Time-Based Separation: making the wind work for us

On windy days, aircraft approach speed may be reduced, thus decreasing airport capacity. To resolve this problem, the EUROCONTROL Experimental Centre (EEC) developed a solution that mitigates the wind effect by separating landing aircraft on the basis of time instead of distance, thus maintaining runway throughput.

At airports, strong winds have advantages. They rapidly disperse the wake vortices (turbulence) generated by aircraft. The strong wind also supports the reduction of distance based wake separation between aircraft in such conditions. When a constant time separation is applied, equivalent to the required distance and separation taking account of the wind, the requisite levels of safety are maintained whilst the wind induced delay can be significantly reduced.


Increasing airport capacity

On this basis, the EEC has developed the Time-Based Separation (TBS) project. As Vincent Treve, the Runway Throughput Research Manager, explains, “using a dedicated tool and a specific man-machine interface, TBS automatically provides air traffic controllers with the required minimum separations between aircraft, while at the same time incorporating wind speed and direction in its calculations.”

In spring 2015, London Heathrow airport was the first to implement this methodology. Since then, on particularly windy days, the airport can land 2.9 additional aircraft per hour and reduce associated weather delays by up to 64%. “TBS also eases the overall workload of air traffic controllers, because the shorter landing sequences result in a mechanical increase in the flow of aircraft.”


A major challenge

The EUROCONTROL Challenge of Growth 2013 study forecasts that if European airport capacity remains unchanged, in 2035, a predicted 1.9 million flights will not be supported by the system, affecting 120 million passengers. In real terms, this will mean more delays, more time lost in the air and on the ground, more fuel pointlessly consumed and more noxious greenhouse gas emissions.

Improving airport capacity is therefore a major challenge, and TBS is one effective solution, as are other projects being run by the EEC (such as RECAT-EU*) under the SESAR** programme.

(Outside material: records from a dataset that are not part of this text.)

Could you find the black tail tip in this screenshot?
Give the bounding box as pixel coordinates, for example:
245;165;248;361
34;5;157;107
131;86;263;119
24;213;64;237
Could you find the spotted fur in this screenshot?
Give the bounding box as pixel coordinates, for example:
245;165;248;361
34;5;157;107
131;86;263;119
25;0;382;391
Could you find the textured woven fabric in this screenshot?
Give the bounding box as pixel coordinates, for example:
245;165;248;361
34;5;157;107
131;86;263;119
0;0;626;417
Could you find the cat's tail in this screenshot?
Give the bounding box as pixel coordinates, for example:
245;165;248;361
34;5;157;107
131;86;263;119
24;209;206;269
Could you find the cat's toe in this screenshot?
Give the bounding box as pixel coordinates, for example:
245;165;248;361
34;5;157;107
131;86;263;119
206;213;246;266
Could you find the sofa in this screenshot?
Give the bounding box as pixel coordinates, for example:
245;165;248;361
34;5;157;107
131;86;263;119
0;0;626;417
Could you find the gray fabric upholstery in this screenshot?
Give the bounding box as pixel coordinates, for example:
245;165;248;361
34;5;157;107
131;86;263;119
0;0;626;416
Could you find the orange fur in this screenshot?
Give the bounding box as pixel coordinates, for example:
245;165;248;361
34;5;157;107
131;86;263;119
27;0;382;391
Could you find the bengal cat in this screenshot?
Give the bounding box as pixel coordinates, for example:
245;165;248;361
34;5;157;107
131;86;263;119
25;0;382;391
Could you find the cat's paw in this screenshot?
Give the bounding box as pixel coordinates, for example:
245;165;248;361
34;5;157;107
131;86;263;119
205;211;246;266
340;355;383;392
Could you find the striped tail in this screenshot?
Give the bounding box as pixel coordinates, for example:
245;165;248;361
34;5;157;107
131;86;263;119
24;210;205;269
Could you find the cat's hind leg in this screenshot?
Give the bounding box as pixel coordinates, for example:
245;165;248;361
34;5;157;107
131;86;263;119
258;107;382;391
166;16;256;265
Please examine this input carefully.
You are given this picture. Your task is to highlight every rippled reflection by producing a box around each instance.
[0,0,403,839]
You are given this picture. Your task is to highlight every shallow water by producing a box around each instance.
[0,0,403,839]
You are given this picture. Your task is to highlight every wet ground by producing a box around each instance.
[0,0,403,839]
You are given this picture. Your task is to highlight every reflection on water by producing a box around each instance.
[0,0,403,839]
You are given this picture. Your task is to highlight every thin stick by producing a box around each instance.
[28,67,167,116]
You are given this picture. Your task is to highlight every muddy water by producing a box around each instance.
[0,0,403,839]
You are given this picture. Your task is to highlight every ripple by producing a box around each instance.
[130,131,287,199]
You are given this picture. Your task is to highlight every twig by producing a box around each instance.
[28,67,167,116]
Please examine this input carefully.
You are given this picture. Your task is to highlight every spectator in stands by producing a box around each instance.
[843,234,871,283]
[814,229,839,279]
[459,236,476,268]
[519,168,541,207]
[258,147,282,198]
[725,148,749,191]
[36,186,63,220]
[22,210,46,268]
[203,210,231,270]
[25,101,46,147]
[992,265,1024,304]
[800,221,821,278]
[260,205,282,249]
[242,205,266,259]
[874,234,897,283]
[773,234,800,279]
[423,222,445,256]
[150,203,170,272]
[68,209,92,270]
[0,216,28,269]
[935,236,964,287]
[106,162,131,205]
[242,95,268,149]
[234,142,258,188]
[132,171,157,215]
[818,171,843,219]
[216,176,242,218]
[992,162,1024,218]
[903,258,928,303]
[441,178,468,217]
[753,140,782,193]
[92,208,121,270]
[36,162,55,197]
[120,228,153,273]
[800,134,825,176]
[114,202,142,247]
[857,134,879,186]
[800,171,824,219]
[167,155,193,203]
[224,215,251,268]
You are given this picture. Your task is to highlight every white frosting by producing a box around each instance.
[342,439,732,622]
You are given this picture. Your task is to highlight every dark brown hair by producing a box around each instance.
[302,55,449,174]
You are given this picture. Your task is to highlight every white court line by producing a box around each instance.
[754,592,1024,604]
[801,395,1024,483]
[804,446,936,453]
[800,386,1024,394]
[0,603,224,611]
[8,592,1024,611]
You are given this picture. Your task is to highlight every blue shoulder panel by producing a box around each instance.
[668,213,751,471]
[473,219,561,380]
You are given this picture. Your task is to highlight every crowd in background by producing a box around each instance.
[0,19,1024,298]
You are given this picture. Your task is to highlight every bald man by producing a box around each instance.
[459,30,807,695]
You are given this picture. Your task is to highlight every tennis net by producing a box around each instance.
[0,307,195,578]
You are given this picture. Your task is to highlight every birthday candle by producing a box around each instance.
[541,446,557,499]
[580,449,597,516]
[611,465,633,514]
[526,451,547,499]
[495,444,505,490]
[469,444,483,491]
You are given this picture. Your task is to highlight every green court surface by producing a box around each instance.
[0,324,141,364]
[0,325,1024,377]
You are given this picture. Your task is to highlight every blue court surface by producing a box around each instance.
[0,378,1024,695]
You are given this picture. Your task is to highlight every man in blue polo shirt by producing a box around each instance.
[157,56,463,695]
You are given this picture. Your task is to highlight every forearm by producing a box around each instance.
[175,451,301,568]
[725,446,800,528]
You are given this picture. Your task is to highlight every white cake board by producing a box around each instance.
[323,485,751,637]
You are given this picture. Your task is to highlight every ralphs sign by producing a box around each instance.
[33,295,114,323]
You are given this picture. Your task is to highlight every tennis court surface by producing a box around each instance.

EUROCONTROL is developing runway throughput solutions with a vision of an integrated single man-machine interface based on TBS to support Air Traffic Controller’s to safely increase productivity. “Many tools are already tried and tested. We need to continue to persuade the air traffic control service providers and airlines of their benefits in order to be able to deploy them between now and 2025,” according to Vincent Treve.